La Femme aux Cheveux roux, Orhan Pamuk (par Sylvie Ferrando)
La Femme aux Cheveux roux, mars 2019, trad. turc Valérie Gay-Aksoy, 304 pages, 21 €
Ecrivain(s): Orhan Pamuk Edition: Gallimard
Habituellement chantre d’Istanbul, Orhan Pamuk se fait ici, dans la première partie de La Femme aux Cheveux roux, écrivain du monde rural : on y retrouve des échos de la célèbre saga romanesque des Memed – Memed le Mince, Memed le Faucon, Le retour de Memed le Mince, et Le dernier combat de Memed le Mince – publiés par Yachar Kemal en Turquie de 1955 à 1984.
Mais il s’agit aussi d’un roman d’apprentissage dans lequel le jeune narrateur de 16 ans, Cem, pour payer ses études, est engagé comme apprenti pour l’été par un puisatier, Maître Mahmut. Sur la commande d’Hayri Bey – bey signifie en turc « chef de clan » –, un riche bourgeois, ils vont forer en zone aride et rocheuse à la recherche de la précieuse eau, « aux alentours de Kuçukçekmece » (l’un des trente-neuf districts d’Istanbul), non loin du bourg d’Öngören. Entre le maître et l’apprenti se noue une relation, paternelle pour l’un, de filiation pour l’autre, mêlée de souvenirs récurrents du mythe d’Œdipe.
La Femme aux Cheveux roux, comédienne qui a le double de l’âge du narrateur, rencontrée dans les rues et les cafés de la petite ville, accompagnée de sa supposée famille, son « frère » Turgay, sa « mère » et son « père », incarne l’amour, le désir et la liberté. On apprendra qu’elle se prénomme Gülcihan. « Regarde, je pourrais être ta mère », lui dit-elle.

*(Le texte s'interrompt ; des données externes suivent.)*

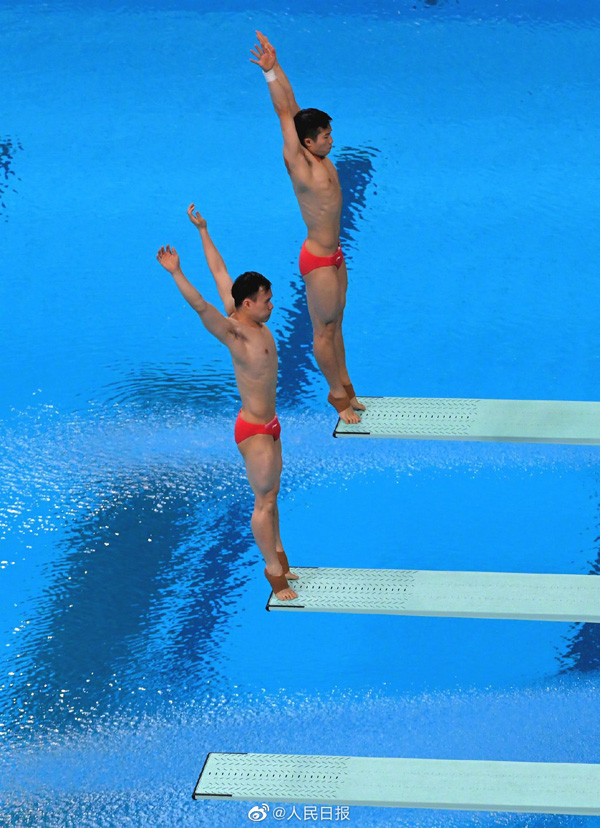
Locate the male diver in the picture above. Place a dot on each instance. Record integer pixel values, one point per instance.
(248, 306)
(306, 145)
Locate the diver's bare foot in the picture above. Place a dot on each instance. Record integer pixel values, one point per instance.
(279, 584)
(356, 405)
(349, 415)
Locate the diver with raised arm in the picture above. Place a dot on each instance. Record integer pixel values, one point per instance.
(248, 306)
(306, 144)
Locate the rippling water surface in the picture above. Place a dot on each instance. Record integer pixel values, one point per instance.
(135, 637)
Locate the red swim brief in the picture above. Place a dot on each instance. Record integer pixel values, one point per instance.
(243, 430)
(308, 261)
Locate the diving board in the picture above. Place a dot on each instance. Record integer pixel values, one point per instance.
(532, 787)
(457, 594)
(526, 421)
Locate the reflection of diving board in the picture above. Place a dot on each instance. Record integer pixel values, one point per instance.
(534, 787)
(526, 421)
(458, 594)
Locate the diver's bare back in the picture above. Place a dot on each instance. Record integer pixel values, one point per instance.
(254, 356)
(317, 188)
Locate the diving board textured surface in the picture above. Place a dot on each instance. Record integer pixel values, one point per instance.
(457, 594)
(526, 421)
(534, 787)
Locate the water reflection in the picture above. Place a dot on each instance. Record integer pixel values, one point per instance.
(175, 387)
(139, 596)
(582, 653)
(8, 147)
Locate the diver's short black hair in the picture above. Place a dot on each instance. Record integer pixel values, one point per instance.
(247, 286)
(309, 122)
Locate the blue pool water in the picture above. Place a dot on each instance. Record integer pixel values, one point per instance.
(135, 637)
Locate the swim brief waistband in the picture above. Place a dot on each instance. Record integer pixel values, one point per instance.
(308, 261)
(243, 430)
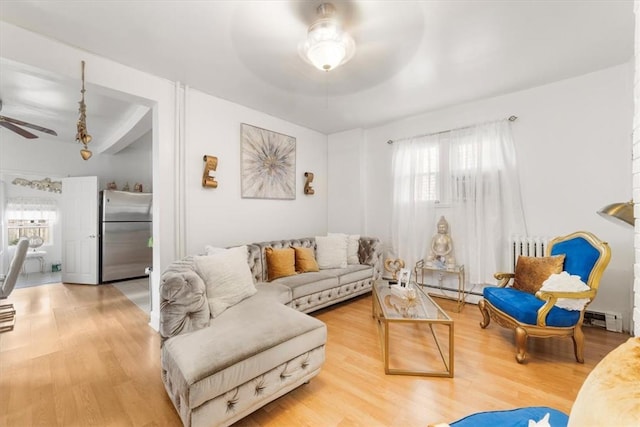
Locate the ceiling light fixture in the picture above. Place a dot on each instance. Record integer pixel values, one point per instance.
(327, 45)
(82, 136)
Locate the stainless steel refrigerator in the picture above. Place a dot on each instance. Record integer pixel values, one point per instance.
(125, 235)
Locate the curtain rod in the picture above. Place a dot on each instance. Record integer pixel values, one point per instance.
(510, 118)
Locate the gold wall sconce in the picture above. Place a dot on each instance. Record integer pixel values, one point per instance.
(308, 189)
(208, 176)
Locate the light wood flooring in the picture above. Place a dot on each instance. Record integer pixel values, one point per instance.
(84, 355)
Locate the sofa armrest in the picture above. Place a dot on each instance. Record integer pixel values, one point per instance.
(370, 253)
(183, 300)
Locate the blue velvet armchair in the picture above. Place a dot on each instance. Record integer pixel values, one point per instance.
(536, 315)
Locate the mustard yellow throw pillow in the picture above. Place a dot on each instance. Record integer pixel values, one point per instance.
(305, 260)
(531, 272)
(280, 263)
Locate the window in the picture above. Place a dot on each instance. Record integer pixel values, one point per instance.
(30, 217)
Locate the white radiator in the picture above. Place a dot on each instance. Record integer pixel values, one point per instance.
(535, 246)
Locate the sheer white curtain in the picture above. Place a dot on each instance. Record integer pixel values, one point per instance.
(485, 198)
(416, 170)
(469, 176)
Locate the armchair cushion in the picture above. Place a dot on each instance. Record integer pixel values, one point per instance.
(580, 256)
(524, 307)
(531, 272)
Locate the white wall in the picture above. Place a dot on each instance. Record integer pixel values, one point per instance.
(573, 146)
(220, 217)
(636, 173)
(346, 203)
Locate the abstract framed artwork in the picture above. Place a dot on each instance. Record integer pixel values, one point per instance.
(268, 164)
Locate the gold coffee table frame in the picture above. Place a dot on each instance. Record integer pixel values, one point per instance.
(426, 312)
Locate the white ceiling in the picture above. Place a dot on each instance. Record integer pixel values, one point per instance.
(411, 57)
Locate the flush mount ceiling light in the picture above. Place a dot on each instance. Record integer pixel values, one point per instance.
(327, 45)
(82, 136)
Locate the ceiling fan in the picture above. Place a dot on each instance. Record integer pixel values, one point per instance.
(16, 126)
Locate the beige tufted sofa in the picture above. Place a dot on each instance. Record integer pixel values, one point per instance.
(217, 371)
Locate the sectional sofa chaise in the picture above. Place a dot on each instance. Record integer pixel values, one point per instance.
(221, 364)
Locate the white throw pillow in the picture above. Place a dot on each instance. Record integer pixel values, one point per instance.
(211, 250)
(227, 278)
(331, 251)
(563, 282)
(353, 245)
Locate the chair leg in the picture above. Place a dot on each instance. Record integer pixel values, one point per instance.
(7, 317)
(485, 314)
(521, 344)
(578, 344)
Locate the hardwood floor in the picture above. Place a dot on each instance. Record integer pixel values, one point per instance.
(84, 355)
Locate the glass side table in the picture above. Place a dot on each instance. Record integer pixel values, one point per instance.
(422, 270)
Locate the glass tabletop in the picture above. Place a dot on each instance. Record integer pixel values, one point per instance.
(407, 303)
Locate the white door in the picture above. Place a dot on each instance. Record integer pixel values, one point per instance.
(79, 215)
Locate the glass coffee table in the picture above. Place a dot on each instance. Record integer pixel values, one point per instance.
(412, 327)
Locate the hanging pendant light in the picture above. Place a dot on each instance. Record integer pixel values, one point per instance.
(82, 136)
(327, 45)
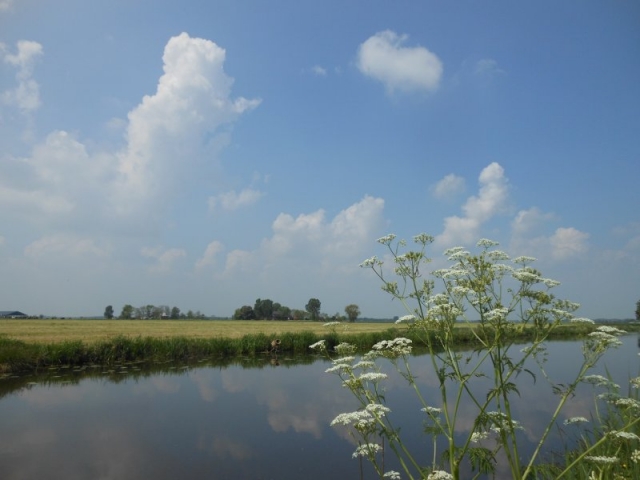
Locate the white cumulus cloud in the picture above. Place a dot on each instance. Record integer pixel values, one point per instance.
(26, 95)
(64, 244)
(400, 68)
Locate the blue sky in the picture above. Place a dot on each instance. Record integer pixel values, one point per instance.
(207, 153)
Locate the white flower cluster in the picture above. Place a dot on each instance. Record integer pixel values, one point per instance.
(331, 324)
(440, 475)
(431, 410)
(479, 436)
(320, 345)
(502, 422)
(372, 377)
(392, 474)
(366, 450)
(599, 381)
(397, 346)
(406, 318)
(387, 239)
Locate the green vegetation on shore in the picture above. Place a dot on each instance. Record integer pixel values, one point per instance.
(19, 355)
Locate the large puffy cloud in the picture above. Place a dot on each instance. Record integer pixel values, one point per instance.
(64, 177)
(165, 131)
(491, 200)
(527, 236)
(26, 95)
(65, 245)
(450, 186)
(399, 68)
(233, 200)
(164, 258)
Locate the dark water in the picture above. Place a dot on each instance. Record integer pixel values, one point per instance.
(262, 421)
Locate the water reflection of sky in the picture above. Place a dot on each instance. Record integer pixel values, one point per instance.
(266, 423)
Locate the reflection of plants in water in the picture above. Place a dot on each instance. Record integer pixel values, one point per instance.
(497, 299)
(125, 371)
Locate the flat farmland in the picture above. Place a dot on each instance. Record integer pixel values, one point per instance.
(89, 331)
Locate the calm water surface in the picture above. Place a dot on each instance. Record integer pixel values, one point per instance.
(232, 422)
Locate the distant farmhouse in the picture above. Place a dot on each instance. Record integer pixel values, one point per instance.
(12, 314)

Du café Roumélie où il se détend avec Maître Mahmut après le travail, Cem s’échappe vers le chapiteau du Théâtre des Légendes édifiantes, sous lequel se produit la petite troupe de théâtre ambulant à laquelle appartient Gülcihan. A cette époque de sa vie, Cem, « petit bey » dont le père, pharmacien marxiste, a mystérieusement disparu, pense qu’il sera écrivain.

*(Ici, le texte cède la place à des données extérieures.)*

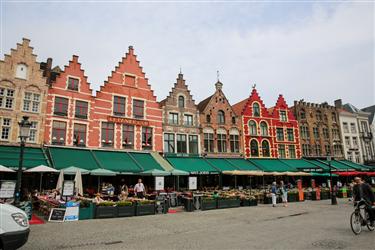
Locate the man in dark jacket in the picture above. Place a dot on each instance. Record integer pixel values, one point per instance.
(362, 190)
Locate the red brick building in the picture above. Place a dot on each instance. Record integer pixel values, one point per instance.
(268, 133)
(127, 114)
(70, 106)
(124, 114)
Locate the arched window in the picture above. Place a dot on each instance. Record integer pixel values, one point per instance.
(265, 149)
(254, 148)
(264, 128)
(181, 101)
(221, 117)
(21, 71)
(252, 128)
(256, 110)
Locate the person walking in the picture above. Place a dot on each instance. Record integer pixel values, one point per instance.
(274, 193)
(284, 193)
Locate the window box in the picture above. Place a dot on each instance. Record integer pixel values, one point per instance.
(86, 210)
(105, 210)
(208, 203)
(228, 203)
(145, 208)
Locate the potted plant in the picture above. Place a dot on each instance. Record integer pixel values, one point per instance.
(145, 207)
(125, 209)
(106, 209)
(86, 209)
(208, 203)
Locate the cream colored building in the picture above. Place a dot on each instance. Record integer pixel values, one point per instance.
(23, 92)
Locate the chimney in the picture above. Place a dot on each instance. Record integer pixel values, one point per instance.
(338, 103)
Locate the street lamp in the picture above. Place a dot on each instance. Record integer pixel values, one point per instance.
(24, 134)
(333, 194)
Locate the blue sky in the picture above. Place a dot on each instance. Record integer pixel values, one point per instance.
(296, 49)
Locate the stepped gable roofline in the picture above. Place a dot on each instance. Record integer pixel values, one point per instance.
(128, 56)
(323, 105)
(371, 110)
(180, 81)
(72, 62)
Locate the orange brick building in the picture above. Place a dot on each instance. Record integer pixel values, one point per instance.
(268, 133)
(124, 114)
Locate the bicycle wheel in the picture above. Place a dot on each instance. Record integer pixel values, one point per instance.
(370, 228)
(355, 223)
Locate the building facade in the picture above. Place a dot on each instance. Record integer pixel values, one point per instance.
(180, 121)
(219, 126)
(362, 125)
(320, 133)
(126, 113)
(70, 108)
(268, 133)
(23, 92)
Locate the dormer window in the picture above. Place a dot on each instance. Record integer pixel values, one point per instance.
(256, 110)
(181, 101)
(73, 83)
(21, 71)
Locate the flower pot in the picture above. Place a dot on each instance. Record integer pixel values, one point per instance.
(86, 213)
(145, 209)
(208, 204)
(126, 211)
(105, 212)
(228, 203)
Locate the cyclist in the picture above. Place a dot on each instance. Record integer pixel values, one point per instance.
(362, 190)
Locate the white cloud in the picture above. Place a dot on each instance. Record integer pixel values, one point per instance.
(328, 47)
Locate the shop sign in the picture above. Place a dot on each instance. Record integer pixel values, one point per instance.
(159, 183)
(128, 121)
(68, 188)
(7, 189)
(192, 183)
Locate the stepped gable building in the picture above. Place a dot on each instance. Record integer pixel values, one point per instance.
(319, 129)
(356, 133)
(256, 123)
(126, 112)
(70, 109)
(180, 121)
(220, 130)
(23, 92)
(268, 133)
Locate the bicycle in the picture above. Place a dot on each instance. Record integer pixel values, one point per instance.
(360, 217)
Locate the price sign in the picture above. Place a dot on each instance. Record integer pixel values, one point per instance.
(159, 183)
(68, 188)
(192, 183)
(7, 189)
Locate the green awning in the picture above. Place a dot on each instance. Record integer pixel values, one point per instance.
(221, 164)
(338, 165)
(272, 165)
(193, 165)
(10, 155)
(322, 174)
(116, 161)
(145, 160)
(300, 164)
(356, 166)
(319, 164)
(66, 157)
(242, 164)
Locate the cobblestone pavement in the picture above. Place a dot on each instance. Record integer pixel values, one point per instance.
(303, 225)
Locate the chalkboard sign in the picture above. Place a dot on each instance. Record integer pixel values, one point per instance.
(68, 188)
(57, 215)
(7, 189)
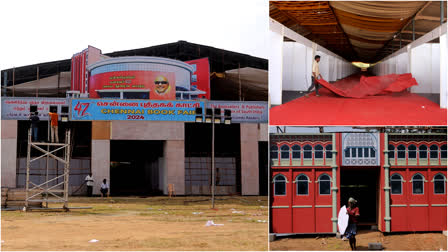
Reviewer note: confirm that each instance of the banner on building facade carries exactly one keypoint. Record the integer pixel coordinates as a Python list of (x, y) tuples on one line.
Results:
[(200, 80), (143, 110), (134, 85), (244, 112), (18, 108)]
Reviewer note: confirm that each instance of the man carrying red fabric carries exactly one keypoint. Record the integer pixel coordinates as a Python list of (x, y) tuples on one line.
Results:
[(316, 75)]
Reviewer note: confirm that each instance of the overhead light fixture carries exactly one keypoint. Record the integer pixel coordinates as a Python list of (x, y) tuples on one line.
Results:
[(208, 115), (217, 116), (227, 116), (199, 116)]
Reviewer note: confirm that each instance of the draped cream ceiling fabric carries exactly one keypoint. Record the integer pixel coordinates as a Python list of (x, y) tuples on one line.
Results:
[(369, 22), (358, 30), (380, 9)]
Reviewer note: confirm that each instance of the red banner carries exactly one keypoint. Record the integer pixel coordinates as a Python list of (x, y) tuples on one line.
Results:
[(137, 84), (201, 76)]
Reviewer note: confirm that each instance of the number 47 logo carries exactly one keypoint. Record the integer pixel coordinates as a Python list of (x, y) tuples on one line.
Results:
[(80, 109)]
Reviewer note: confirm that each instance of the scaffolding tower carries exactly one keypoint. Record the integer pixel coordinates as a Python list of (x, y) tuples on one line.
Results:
[(51, 190)]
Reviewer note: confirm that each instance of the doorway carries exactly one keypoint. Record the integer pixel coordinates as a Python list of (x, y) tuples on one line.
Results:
[(362, 183), (136, 167)]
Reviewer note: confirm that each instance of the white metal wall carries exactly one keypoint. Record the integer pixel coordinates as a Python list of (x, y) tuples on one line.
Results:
[(290, 63), (426, 61), (297, 64)]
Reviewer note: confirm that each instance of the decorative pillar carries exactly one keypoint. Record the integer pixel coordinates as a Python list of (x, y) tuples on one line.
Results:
[(334, 188), (386, 182)]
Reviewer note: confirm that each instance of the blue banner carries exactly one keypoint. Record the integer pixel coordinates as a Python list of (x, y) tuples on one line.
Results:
[(143, 110)]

Sur le modèle de l’Œdipe roi de Sophocle et de façon un peu didactique, Cem se persuade qu’il a « tué le père », qu’il a couché avec « sa mère » : il s’enfuit à la ville. La deuxième partie du roman prend donc place à Istanbul, où Cem poursuit ses études de géologie, en même temps qu’il travaille à la librairie de son ami Deniz, dévorant tous les livres qui lui tombent sous la main, et surmontant tant bien que mal sa culpabilité oedipienne. Toutefois, comme dans le roman de Proust, où les routes de Méséglise et de Guermantes finissent par se rejoindre et les clochers des églises de villages s’aligner, les zones urbaines d’Öngören et d’Istanbul finissent par fusionner et les souvenirs du passé resurgir. On n’échappe pas à son histoire, à son destin. Les dédales de l’enquête à la fois littéraire et sociale de Cem, devenu riche entrepreneur et heureux en mariage, les aléas du hasard et du désir acheminent peu à peu le roman vers sa conclusion, une conclusion où se mêlent, fort adroitement, polyphonie narrative, références littéraires et transmission d’un héritage paternel, avec l’espoir d’écriture d’un roman.